The Use of Special Study Modules as a Learning Tool for Increasing Community and Civic Engagement in an Irish Undergraduate Medical Curriculum

Gerard Flaherty (NUI Galway), Rosemary Geoghegan (NUI Galway), Lorraine McIlrath (NUI Galway)

Abstract

Introduction
Civic and community engagement is central to the educational mission of modern Irish Universities. The majority of graduates from Irish medical schools progress to occupy influential positions within their local community and in the wider society. Such roles are demanding and require a significant repertoire of interpersonal knowledge, skills and attitudes. The undergraduate medical curriculum must orient itself to prepare medical students for the challenges of civic and community engagement. The undergraduate medical curriculum at the National University of Ireland, Galway is currently undergoing major reforms as it makes the transition from a traditional, discipline-based programme to an integrated curriculum with a greater emphasis on the teaching of professionalism.

Special Study Modules
The reform of its curriculum has allowed the medical school to embrace curricular innovations, including the development of special study modules. Special study modules provide students with the opportunity to explore subjects of particular interest to them in greater depth and to develop essential lifelong learning skills while so doing. One of the principal objectives of our special study module programme has been to foster linkages with community-based organisations in an effort to increase medical student awareness of the needs of the wider community, to allow them to interact with community organisation leaders and the people they serve, and to equip medical students with the skills and attitudes necessary to become community leaders themselves.
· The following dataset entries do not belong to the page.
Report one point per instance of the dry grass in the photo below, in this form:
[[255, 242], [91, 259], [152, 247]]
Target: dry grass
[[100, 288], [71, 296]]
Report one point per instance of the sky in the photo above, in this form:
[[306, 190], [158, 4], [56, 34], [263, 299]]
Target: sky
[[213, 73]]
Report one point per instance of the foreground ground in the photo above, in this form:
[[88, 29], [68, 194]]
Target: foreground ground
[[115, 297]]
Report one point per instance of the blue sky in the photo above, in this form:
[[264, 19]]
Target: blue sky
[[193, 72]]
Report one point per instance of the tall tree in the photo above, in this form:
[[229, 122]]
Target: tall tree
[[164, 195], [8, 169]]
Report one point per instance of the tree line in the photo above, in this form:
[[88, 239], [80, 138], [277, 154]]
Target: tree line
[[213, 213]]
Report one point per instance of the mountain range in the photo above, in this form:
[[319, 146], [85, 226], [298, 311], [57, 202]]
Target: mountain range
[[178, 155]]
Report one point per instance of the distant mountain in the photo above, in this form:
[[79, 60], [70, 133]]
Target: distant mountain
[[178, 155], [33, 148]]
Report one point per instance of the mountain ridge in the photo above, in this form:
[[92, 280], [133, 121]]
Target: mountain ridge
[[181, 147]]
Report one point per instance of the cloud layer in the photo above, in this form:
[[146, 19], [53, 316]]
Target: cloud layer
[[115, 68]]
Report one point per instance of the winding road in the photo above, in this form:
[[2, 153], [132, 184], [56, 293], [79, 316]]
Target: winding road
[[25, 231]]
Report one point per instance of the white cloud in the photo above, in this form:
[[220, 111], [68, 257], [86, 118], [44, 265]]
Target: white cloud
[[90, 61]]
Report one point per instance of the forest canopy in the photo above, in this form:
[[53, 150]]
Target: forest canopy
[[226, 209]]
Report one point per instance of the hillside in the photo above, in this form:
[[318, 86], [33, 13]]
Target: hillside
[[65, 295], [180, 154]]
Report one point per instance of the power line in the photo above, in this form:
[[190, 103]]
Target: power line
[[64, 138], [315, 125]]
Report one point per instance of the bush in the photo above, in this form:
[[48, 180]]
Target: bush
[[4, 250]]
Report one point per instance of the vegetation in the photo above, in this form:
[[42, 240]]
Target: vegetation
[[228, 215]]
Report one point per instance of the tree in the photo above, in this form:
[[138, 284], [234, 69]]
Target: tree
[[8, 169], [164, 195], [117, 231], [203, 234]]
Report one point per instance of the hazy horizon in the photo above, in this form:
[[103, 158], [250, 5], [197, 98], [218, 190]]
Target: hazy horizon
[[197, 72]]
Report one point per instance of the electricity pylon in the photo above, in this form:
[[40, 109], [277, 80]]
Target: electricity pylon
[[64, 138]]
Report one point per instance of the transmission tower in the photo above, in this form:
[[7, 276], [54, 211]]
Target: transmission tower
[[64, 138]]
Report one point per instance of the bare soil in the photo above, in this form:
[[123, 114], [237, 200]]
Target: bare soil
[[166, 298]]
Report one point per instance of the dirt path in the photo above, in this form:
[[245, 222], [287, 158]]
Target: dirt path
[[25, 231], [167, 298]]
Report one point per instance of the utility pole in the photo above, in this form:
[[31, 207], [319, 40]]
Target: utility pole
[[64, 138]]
Out of a programme of 26 special study modules which are currently offered to students in the first two years of the 5-year undergraduate medical programme, 10 of these modules have a community-based service learning dimension: community-based CPR teaching; sign language; Malaysian culture; end of life enhancement; teenage mental health promotion; exercise physiology; pre-hospital emergency care; adolescent medicine; sports science research and complementary medicine. We plan to develop additional special study modules which will bring our medical students into contact with organisations serving native Irish speakers living in the Connemara Gaeltacht, patients in the community living with HIV/AIDS, teenagers from disadvantaged backgrounds, asylum seekers and refugees.

Partnership with the Community Knowledge Initiative
The development of our community-based special study modules has been facilitated by a strong partnership between the School of Medicine and the Community Knowledge Initiative, a strategic initiative within the Centre for Excellence in Learning and Teaching at NUI Galway, which aims to develop and strengthen civic engagement through its support of service learning programmes, student volunteering, research and bilateral knowledge sharing with the wider community.

Outcomes
Feedback from students participating in these community-based special study modules has been very positive to date and a formal evaluation of the programme is underway. Our medical school anticipates high levels of student satisfaction, professional enrichment of module supervisors and a greater appreciation of our collective professional responsibility as medical educators and learners to our local community and to society. This programme may serve as a model of successful University-Community partnership for other Irish and international medical schools.